- Operation Tvigi 94: Part of the Croat–Bosniak War
| Date | 24 January - 21 February 1994. |
| Location | Prozor-Rama, Bosnia and Herzegovina |
| Result | HVO victory |
| Territorial changes | Capture of the village of Here |

Belligerents
- Herzeg-Bosnia: Bosnia and Herzegovina

Commanders and leaders
- Slobodan Praljak Ante Roso: Rasim Delić

Units involved
- Croatian Defence Council: ARBiH

Strength
- 100–250: 250–400

= Operation Tvigi 94 =

1994 military operation

Operation Tvigi '94 (Croatian: Operacija Tvigi '94) was a military operation during the Croat-Bosniak War which was conducted by the Croatian Defence Council (HVO), it began on 24 January and lasted till February 21 1994. and was a tactical victory for the HVO.
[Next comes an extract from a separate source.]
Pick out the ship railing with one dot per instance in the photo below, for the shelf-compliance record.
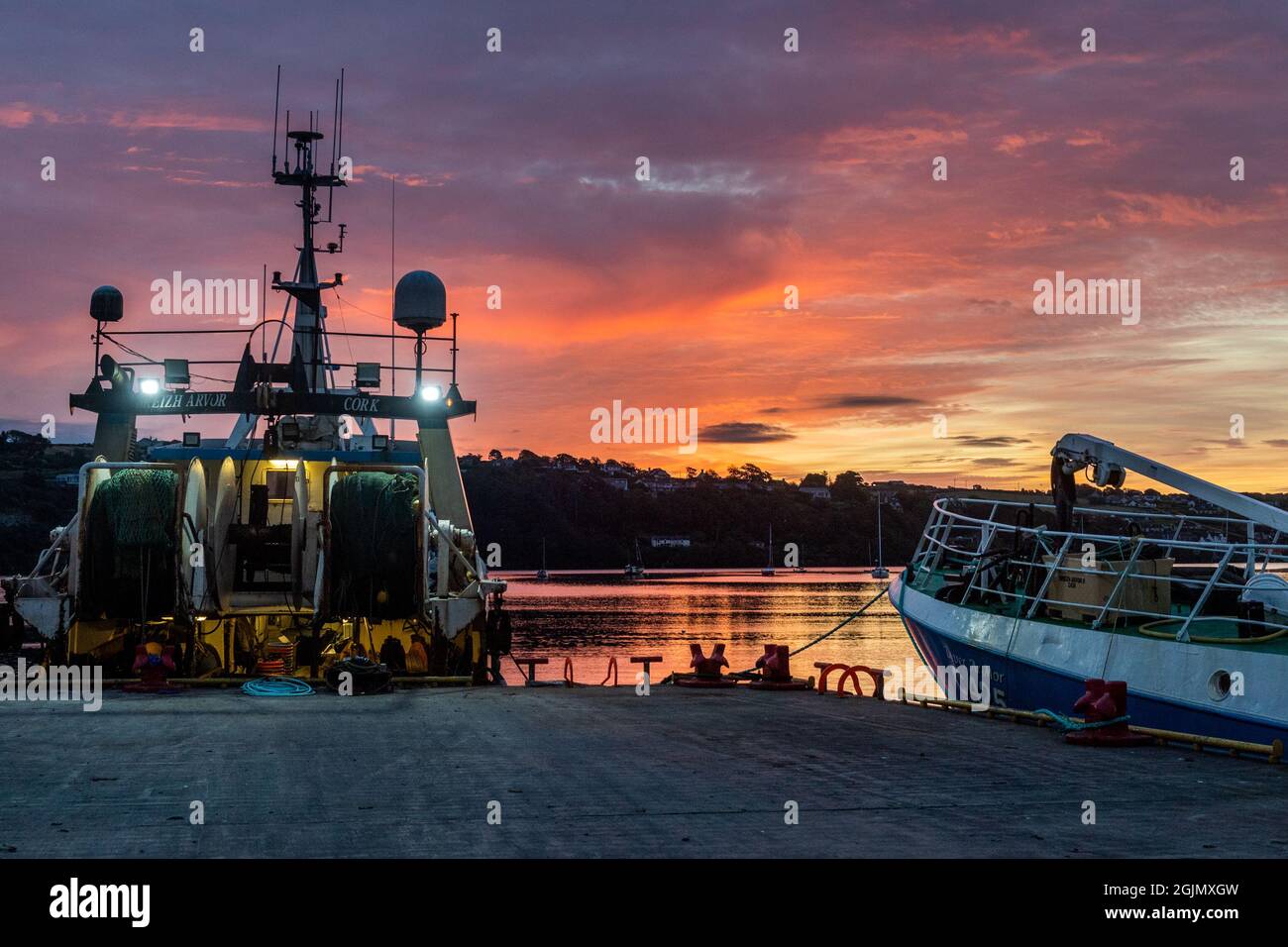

HVO forces captured the village of Here from the Army of the Republic of Bosnia and Herzegovina. The operation, carried out by the Rama Brigade, secured a tactical advantage by seizing high ground that allowed the HVO to halt the offensive of the opposing forces in that sector. These territorial changes altered the balance of power on the Rama–Uskoplje front, stabilizing the HVO defensive positions during the final stages of the conflict between the HVO and the Republic of Bosnia and Herzegovina.

According to historian Davor Marijan in his study published by the Croatian Institute of History, this engagement served as a prelude to the diplomatic processes that led to the Washington Agreement, which eventually ended the Croat–Bosniak War.